Erst 2,5 Stunden nach Einlass startet das musikalische Programm mit den Briten von Wolf Alice. Rotziger Alternative Rock zieht über die Trabrennbahn hinweg in die angrenzenden Hamburger Stadtteile. Der Sound sitzt, das Wetter hält sich bei angenehmen 22 Grad und trotz Unwetterwarnung stabil, die Begeisterung bei der Menge im Infield ist jedoch noch nicht entfacht. Es wird erzählt, im Gras gesessen und zwischendrin müder Applaus gespendet. Die MusikerInnen um Ellie Rowsell lassen sich die Laune nicht verderben und genießen ihren großen Auftritt.
In den Umbaupausen staut es sich an den anscheinend zu wenigen Getränkeständen – schnell gibt es, trotz der enormen Preise, keine Becher mehr. Die schlechte Laune der Wartenden wird sofort am Personal ausgelassen, welches an dieser Stelle jedoch immer freundlich und professionell bleibt und sicherlich als letztes Schuld an den vorherrschenden Zuständen hat – eine bessere und günstigere Versorgung mit Trinkwasser auf dem Gelände wäre wünschenswert gewesen. Außerhalb der diversen Einlasspunkte gab es immerhin vor der Show Zelte der guten Menschen von Viva Con Agua, welche Trinkwasser für 1€ zur Verfügung stellten. Erstmal auf dem Gelände angekommen, konnten diese jedoch auch nicht mehr helfen.
Während die meisten BesucherInnen sich also noch um die Bierwagen tummeln, beginnt auf der Hauptbühne das Duo The Kills. Sängerin Alison Mosshart und Kollege Jamie Hince überzeugen mit ihrem energetischen und übermäßig coolen Auftritt.
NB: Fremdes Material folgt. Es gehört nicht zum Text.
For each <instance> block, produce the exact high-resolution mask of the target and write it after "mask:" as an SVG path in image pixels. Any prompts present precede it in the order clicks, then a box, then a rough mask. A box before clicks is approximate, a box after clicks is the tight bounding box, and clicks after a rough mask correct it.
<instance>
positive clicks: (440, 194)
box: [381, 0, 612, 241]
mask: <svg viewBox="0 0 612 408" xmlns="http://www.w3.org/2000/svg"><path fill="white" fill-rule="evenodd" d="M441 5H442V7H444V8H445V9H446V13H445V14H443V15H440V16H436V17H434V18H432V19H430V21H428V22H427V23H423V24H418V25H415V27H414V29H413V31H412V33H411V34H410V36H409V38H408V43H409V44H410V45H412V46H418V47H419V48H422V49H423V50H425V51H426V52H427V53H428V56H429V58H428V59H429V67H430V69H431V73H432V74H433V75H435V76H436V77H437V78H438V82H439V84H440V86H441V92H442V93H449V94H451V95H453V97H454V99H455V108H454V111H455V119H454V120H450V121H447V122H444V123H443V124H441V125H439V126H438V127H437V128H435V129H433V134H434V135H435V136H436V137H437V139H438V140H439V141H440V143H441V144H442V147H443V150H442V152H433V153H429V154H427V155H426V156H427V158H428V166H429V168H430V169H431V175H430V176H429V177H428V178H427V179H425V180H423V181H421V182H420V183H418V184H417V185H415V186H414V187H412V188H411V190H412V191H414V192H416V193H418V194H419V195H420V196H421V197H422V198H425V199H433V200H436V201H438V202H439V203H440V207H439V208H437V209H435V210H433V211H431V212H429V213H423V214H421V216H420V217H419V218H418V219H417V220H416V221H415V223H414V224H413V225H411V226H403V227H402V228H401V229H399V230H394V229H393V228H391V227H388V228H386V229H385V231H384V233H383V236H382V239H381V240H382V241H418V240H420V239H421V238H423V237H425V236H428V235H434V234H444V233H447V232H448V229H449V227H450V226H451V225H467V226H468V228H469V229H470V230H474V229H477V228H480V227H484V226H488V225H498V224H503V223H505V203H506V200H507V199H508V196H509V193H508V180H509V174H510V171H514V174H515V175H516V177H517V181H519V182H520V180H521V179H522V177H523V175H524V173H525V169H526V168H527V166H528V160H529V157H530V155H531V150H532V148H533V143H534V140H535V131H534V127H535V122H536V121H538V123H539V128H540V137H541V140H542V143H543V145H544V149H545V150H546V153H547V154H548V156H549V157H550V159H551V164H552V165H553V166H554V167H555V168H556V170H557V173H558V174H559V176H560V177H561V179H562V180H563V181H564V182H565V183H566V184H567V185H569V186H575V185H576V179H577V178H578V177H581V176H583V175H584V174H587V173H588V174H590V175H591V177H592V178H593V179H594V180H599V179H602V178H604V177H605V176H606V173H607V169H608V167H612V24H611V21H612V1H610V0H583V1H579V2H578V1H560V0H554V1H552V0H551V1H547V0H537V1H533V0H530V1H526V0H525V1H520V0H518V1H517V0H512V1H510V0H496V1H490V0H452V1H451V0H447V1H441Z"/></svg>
Das Publikum ist mittlerweile etwas mehr dabei, vereinzelte Tänzer finden ihren Weg ins Infield. Wer nicht tanzt steht da und starrt auf das Geschehen auf der Bühne. Alison Mosshart fasziniert mit rauem Gesang und lasziven Tänzchen, nicht umsonst wird sie im späteren Verlauf des Abends von Dave Grohl als
Bad Motherfucker
betitelt.
Und dann kommt der letzte Umbauakt des Tages. Mutige Menschen wagen sich noch einmal auf die Jagd nach einem Erfrischungsgetränk, während die nächsten ihres an den endlos langen Schlangen der Dixie-Klos direkt! neben! der Bühne wieder loszuwerden versuchen.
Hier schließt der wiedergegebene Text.